KEP-1734: Image Promoter

Implementation History
ALPHA Implementable
Created 2018-09-05
Updated 2018-11-14
Latest 0.0
Ownership
Owning SIG
SIG Release
Participating SIGs
SIG K8s Infra
Primary Authors
@javier-b-perez

Image Promoter

Summary

For security reasons, we cannot allow everyone to publish container images into the official kubernetes container registry. This is why we need a process that allows us to review who built an image and who approved it to be shown in the official channels.

Motivation

There are multiple reasons why we should have a process to publish container images in place:

  • We cannot allow all community members to publish images into the official kubernetes container registry.
  • We should restrict who can push images to a small set of members and some systems accounts for automation.
  • We can run scans and tests on the images before we publish them into the official kubernetes container registry.
  • The process to publish into an official channel shouldn’t be hard or long to follow. We don’t want to block developers or releases.

Goals

  1. Define a process for publishing container images into an official GCR through a code review process and automated promotion from GCR staging environment.
  2. Allow the community to own and manage the project registries.

Proposal

Following the GitOps idea, the proposal is to use a code review process to approve publishing container images into official distribution channels.
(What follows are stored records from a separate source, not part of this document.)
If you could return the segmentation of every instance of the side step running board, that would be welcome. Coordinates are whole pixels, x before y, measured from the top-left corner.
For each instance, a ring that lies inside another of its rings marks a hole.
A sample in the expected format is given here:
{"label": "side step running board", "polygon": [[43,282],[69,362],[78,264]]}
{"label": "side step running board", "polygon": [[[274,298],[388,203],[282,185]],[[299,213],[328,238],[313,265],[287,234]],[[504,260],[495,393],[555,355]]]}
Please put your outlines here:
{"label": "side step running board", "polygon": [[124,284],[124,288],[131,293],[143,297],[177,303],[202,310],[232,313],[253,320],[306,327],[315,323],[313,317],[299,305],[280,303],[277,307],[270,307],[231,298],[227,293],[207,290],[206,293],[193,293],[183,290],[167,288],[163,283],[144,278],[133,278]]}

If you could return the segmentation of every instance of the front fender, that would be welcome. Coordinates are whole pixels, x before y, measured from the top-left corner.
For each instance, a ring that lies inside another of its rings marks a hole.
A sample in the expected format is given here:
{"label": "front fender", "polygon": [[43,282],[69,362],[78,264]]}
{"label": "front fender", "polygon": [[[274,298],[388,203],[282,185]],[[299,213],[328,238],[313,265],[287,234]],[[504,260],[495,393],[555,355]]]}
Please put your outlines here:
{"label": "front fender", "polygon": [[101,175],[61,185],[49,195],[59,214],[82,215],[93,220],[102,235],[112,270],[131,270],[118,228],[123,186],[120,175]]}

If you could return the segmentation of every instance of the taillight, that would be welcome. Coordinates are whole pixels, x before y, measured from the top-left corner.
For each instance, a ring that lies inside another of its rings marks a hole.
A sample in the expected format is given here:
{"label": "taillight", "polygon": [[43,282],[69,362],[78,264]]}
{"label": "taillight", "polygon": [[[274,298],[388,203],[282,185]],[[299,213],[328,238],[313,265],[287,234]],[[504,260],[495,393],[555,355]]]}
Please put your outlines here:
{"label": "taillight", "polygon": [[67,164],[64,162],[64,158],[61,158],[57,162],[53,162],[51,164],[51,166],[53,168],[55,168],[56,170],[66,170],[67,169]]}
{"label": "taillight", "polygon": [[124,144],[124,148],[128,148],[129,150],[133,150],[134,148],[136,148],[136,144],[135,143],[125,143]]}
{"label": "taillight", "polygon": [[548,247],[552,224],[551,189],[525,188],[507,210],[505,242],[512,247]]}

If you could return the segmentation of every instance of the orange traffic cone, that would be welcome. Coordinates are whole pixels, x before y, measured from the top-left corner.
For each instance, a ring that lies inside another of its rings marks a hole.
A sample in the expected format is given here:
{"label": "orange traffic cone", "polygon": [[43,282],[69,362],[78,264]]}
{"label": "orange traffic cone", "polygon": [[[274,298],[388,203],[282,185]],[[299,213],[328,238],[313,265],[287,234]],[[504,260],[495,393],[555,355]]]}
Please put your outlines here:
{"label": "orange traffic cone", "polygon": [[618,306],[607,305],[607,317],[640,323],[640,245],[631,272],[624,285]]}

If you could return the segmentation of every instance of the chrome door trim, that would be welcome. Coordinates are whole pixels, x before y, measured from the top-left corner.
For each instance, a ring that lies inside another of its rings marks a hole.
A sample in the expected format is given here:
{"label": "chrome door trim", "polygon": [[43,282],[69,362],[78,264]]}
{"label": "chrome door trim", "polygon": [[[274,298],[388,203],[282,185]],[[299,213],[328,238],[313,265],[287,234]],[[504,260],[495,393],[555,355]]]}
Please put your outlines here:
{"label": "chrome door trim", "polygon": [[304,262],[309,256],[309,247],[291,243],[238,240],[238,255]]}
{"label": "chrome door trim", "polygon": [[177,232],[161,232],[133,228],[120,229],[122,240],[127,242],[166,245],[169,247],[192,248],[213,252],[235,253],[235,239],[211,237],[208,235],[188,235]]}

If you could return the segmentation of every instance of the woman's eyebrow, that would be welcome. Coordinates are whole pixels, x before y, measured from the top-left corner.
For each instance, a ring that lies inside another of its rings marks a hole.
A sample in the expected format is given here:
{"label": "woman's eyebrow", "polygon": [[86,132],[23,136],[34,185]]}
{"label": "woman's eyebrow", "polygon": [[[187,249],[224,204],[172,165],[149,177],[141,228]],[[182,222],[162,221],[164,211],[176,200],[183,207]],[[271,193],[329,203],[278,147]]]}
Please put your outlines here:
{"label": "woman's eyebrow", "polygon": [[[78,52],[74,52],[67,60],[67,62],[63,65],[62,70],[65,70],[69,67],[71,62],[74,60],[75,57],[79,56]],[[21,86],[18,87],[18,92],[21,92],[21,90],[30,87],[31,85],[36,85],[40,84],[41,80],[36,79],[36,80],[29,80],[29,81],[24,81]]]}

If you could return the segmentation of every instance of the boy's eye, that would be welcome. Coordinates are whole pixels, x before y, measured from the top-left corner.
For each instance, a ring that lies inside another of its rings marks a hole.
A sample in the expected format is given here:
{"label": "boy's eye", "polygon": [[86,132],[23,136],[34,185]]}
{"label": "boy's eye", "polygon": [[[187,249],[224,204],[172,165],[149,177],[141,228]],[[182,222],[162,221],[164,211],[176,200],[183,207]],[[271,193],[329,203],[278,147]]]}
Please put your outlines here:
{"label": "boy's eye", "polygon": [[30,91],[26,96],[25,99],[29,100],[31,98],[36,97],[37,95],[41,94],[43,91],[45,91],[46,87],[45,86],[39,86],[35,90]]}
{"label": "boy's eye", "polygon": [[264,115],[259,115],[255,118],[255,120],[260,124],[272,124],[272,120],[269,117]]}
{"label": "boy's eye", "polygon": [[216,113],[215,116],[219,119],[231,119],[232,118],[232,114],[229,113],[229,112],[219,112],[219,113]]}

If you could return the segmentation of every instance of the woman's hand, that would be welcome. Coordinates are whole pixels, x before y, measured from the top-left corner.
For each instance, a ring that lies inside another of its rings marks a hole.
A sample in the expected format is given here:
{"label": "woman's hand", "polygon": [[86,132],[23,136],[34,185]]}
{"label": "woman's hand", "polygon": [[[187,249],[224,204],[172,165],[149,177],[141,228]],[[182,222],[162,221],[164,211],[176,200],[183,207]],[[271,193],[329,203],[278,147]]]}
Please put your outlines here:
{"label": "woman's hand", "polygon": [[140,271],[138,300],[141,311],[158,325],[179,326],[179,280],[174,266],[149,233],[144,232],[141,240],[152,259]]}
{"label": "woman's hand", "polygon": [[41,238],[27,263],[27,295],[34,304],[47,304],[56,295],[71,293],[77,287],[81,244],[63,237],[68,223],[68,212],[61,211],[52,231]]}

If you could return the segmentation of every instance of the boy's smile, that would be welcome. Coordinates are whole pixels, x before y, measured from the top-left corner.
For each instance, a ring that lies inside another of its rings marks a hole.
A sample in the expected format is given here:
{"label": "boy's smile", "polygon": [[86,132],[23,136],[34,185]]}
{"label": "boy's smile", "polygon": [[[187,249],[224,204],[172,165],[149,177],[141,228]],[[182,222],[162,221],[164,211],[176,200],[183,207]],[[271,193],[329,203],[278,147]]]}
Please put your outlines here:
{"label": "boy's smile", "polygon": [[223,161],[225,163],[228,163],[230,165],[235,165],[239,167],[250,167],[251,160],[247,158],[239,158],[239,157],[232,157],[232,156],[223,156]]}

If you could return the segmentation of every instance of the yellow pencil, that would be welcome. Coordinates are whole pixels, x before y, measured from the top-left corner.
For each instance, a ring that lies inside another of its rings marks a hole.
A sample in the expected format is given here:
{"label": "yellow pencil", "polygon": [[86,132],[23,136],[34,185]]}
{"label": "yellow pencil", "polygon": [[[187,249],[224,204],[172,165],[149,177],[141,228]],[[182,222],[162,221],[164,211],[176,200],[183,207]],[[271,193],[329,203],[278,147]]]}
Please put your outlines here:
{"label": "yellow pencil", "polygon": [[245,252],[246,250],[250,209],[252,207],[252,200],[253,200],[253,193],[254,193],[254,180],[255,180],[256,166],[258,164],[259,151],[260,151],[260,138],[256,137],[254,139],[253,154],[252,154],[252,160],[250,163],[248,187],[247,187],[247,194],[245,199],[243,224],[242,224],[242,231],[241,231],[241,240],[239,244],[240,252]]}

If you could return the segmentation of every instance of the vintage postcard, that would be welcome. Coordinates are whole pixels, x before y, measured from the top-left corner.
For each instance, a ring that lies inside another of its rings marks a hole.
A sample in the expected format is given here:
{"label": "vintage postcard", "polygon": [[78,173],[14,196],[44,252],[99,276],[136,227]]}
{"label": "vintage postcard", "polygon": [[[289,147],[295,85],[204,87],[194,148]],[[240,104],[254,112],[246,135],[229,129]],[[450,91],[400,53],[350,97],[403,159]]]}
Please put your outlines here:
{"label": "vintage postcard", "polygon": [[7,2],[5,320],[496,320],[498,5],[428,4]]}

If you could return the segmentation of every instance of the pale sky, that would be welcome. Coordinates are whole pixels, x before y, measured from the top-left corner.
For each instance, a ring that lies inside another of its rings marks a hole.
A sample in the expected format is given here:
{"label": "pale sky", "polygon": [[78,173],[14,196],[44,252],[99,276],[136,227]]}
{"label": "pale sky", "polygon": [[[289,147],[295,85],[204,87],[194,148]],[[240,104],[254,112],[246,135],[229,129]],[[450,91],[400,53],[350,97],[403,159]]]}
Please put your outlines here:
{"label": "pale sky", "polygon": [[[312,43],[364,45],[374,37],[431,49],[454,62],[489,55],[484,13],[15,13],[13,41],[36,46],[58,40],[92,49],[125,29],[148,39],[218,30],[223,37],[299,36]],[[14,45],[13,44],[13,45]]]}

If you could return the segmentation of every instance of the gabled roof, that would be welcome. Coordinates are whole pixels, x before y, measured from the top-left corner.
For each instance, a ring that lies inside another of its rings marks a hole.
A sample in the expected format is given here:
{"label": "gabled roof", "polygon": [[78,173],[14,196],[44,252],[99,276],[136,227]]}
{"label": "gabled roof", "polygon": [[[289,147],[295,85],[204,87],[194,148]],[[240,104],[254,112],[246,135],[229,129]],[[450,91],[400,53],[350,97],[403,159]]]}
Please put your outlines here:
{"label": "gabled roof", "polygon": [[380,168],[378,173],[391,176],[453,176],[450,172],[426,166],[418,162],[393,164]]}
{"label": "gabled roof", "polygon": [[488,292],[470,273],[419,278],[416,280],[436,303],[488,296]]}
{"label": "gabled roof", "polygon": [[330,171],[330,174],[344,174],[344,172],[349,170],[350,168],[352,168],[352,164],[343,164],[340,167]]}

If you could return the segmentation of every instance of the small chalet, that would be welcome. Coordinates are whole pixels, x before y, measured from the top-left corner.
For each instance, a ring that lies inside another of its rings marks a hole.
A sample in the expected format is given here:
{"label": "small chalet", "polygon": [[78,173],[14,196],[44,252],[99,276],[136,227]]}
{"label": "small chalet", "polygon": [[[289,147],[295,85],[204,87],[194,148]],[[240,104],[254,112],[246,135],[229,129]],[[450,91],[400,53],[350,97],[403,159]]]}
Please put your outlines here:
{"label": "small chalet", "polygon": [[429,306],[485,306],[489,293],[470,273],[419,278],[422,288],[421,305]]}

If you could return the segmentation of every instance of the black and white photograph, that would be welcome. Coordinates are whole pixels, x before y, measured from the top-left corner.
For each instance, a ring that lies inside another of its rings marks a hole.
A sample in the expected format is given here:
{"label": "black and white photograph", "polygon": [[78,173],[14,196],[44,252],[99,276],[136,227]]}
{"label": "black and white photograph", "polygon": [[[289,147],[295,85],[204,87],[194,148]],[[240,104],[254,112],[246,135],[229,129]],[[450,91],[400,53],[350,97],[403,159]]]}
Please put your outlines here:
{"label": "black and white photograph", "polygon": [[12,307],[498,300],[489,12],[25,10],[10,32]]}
This requires two GCR registries:

  • Staging: temporary container registry to share container images for testing and scanning.
  • Production or official: GCR used to host all the approved container images by the community.

Staging Container Registry

This temporary storage allows to have a public place where to pull images and run qualification tests or vulnerability scans on the images before pushing them to the official container registry.

Each project/subproject in the community, will require at least one member of their community to have push access to the staging area.

Production Container Registry

A restricted set of members can have push access to override any tool or process if necessary. Ideally we only push images that have been approved by the owners of the production container registry, following the promotion process.

Promotion Process

  1. Maintainer create a container image and push it into staging GCR.
  2. Maintainer creates a PR in GitHub to add the new image into the official container registry.
  3. Once owners of the official container registry approve the change and merge it into the master branch, the promoter tool will automatically copy the container image(s) from staging into official container registry.

If the infrastructure support it, the promoter tool could sign container images when pushing to the official container registry.

Promote process

In the future, we could add more information into the context of the PR like the vulnerability scan and test results of the container image.

Graduation Criteria

We will know we are done when we have:

  • User guide for developers/maintainers: how to build? how to promote?
  • User guide for owners: review and approve PR, how to push images?
  • A repository to host the manifest file.
  • Initial set of repository’s owners who can approve changes.
  • Criteria to grant or remove access to staging and production container registries.
  • A tool that automatically copy approved images into official channels.

Infrastructure Needed

  • Two GCP projects with GCR enabled.
    • One project should have GCB enabled to run the promotion tool in it.
  • Repository to host the manifest for promotions.